MEDIASEMBILAN.COM – Hai, teman-teman! Kita semua pasti pernah merasa stres di tempat kerja, bukan? seperti deadline, tumpukan pekerjaan, atau atasan yang selalu menuntut lebih. Stres kerja bisa membuat kita menjadi tidak produktif, bahkan mempengaruhi kesehatan fisik dan mental.

Yuk, kita bahas bersama mengenai penyebab stres kerja, dampak, dan gimana cara mengatasinya agar kita bisa tetap sehat dan bahagia saat bekerja.

Pada artikel ini akan membahas tantangan yang dihadapi oleh Generasi Z di tempat kerja, terutama terkait dengan stres kerja dan dampaknya terhadap performa kerja.

Generasi Z, yang lahir antara pertengahan 1990-an hingga awal 2010-an, dikenal sebagai generasi digital native yang memiliki akses luas terhadap teknologi dan informasi.

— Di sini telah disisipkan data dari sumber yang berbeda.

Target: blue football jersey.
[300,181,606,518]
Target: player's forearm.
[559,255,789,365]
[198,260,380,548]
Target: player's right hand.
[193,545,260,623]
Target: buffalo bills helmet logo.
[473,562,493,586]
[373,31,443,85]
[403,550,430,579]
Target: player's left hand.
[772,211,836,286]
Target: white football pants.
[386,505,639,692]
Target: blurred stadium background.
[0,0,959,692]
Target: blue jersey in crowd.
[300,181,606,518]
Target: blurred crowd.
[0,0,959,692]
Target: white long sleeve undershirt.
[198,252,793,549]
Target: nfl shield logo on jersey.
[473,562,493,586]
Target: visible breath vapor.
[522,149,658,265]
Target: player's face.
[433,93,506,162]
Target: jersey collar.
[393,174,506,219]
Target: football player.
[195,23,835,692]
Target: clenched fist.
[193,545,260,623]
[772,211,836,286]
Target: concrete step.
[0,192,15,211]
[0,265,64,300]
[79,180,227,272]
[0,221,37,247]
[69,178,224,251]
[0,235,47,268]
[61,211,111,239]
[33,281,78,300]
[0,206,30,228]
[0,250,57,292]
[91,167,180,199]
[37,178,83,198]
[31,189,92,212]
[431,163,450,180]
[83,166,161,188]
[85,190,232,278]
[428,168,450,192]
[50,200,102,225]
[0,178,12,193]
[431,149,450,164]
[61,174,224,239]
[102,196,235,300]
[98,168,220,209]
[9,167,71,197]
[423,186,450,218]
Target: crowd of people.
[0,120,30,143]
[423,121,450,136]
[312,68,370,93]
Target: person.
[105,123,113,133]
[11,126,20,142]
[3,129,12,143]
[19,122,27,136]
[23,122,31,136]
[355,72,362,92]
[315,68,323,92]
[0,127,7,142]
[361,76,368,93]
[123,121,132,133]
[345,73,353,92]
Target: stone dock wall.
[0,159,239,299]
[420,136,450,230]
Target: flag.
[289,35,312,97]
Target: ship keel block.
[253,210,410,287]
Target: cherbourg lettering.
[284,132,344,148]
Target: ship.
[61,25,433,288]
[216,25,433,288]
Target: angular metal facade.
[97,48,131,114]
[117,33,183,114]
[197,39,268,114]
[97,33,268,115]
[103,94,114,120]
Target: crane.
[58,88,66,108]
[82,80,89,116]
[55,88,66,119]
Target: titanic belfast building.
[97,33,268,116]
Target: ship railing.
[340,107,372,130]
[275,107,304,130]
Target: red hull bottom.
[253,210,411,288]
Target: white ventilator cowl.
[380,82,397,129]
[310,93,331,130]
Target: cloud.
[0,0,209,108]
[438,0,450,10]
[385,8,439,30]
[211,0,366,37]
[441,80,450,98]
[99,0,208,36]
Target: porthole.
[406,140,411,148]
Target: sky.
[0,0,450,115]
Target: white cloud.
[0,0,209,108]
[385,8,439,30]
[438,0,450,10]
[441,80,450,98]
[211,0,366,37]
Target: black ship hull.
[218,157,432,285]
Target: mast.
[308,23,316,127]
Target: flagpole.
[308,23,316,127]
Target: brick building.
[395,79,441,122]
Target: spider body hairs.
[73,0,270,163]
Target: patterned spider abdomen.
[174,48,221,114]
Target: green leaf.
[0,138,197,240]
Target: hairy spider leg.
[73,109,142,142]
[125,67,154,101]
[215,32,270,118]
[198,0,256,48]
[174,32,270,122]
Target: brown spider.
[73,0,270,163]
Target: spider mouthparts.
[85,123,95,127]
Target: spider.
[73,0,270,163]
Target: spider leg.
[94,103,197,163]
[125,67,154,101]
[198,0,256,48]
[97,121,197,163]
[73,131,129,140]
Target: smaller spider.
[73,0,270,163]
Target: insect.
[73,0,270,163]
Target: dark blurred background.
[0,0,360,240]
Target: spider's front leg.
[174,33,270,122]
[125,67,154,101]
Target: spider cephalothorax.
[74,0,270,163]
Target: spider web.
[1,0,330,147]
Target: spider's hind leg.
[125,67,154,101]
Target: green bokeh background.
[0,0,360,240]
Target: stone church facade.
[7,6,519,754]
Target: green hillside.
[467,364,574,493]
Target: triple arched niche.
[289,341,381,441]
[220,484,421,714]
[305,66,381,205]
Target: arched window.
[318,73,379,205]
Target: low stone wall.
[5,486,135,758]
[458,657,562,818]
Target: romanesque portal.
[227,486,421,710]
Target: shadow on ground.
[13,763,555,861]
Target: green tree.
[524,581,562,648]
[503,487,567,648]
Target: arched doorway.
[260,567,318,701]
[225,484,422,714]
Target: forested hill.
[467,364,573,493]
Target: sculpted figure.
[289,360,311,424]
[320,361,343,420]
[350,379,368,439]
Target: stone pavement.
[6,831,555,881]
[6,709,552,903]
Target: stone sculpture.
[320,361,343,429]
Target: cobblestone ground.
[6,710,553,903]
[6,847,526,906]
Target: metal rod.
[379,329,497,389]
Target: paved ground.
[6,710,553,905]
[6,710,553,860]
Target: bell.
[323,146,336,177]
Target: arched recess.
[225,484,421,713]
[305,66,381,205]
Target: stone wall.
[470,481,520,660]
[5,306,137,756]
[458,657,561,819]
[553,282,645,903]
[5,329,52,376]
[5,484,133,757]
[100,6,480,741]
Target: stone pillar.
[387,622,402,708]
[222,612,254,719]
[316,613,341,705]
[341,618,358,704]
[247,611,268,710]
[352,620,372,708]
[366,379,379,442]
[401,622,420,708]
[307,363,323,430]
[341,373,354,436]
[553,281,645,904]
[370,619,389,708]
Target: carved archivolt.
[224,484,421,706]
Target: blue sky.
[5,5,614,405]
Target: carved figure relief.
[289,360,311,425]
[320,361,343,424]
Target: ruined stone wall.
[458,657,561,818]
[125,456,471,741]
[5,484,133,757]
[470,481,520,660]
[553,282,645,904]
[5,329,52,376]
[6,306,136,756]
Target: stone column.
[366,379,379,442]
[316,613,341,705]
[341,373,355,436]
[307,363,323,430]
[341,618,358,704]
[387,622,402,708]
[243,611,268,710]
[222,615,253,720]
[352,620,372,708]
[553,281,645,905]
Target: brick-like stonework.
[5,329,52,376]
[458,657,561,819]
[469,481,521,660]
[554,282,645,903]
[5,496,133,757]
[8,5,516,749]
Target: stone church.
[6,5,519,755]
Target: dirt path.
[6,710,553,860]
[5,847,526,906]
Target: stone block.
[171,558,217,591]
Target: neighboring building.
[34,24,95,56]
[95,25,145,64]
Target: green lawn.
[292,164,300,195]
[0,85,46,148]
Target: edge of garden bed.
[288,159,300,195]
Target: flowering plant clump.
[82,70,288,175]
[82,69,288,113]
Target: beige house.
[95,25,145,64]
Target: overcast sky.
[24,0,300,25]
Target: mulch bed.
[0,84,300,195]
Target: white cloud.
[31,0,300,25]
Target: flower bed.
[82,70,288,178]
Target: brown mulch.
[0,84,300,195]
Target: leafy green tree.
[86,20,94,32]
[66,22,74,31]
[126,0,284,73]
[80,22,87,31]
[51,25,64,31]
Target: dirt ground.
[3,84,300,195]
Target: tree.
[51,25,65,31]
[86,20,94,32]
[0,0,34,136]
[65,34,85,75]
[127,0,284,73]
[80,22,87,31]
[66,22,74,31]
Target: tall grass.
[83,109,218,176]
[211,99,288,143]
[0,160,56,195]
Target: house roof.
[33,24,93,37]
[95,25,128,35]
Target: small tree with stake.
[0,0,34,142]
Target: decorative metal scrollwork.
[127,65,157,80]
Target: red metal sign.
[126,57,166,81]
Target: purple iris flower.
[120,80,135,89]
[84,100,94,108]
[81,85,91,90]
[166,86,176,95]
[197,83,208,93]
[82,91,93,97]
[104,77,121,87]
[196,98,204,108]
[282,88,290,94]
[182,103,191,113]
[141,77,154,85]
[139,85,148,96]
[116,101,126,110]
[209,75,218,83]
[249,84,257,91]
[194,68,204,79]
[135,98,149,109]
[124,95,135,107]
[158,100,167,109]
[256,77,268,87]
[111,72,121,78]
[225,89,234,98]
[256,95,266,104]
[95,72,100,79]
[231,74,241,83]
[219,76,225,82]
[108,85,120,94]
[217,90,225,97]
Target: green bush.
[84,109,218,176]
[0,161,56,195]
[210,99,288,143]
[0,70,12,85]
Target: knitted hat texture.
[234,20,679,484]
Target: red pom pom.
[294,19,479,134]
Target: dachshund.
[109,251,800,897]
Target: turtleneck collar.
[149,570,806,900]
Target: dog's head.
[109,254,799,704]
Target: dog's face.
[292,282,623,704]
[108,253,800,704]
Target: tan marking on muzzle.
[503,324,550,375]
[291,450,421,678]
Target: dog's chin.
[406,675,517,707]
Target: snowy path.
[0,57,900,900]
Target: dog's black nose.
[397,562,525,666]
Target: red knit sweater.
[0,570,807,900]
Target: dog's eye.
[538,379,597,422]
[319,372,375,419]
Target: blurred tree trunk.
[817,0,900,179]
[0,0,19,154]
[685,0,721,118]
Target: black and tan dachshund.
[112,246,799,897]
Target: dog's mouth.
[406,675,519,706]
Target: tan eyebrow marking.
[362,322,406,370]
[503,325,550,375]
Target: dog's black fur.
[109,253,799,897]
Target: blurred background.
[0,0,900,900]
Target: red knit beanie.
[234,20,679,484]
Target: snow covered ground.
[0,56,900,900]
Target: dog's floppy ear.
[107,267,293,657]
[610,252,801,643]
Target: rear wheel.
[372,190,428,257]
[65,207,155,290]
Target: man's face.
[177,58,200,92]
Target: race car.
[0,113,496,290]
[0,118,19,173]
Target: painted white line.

Namun, mereka juga menghadapi tekanan yang signifikan akibat tuntutan untuk selalu terhubung dan beradaptasi dengan perubahan teknologi yang cepat.

Menurut survei Cigna International Health tahun 2023, sekitar 91% pekerja berusia 18 hingga 24 tahun mengalami stres, dengan faktor penyebab utama termasuk gaji yang tidak memadai, tekanan dari atasan, dan prospek karir yang tidak pasti. Penelitian juga menunjukkan bahwa hampir seperempat responden Gen Z mengalami stres yang tidak terkendali dan 98% mengalami gejala kelelahan.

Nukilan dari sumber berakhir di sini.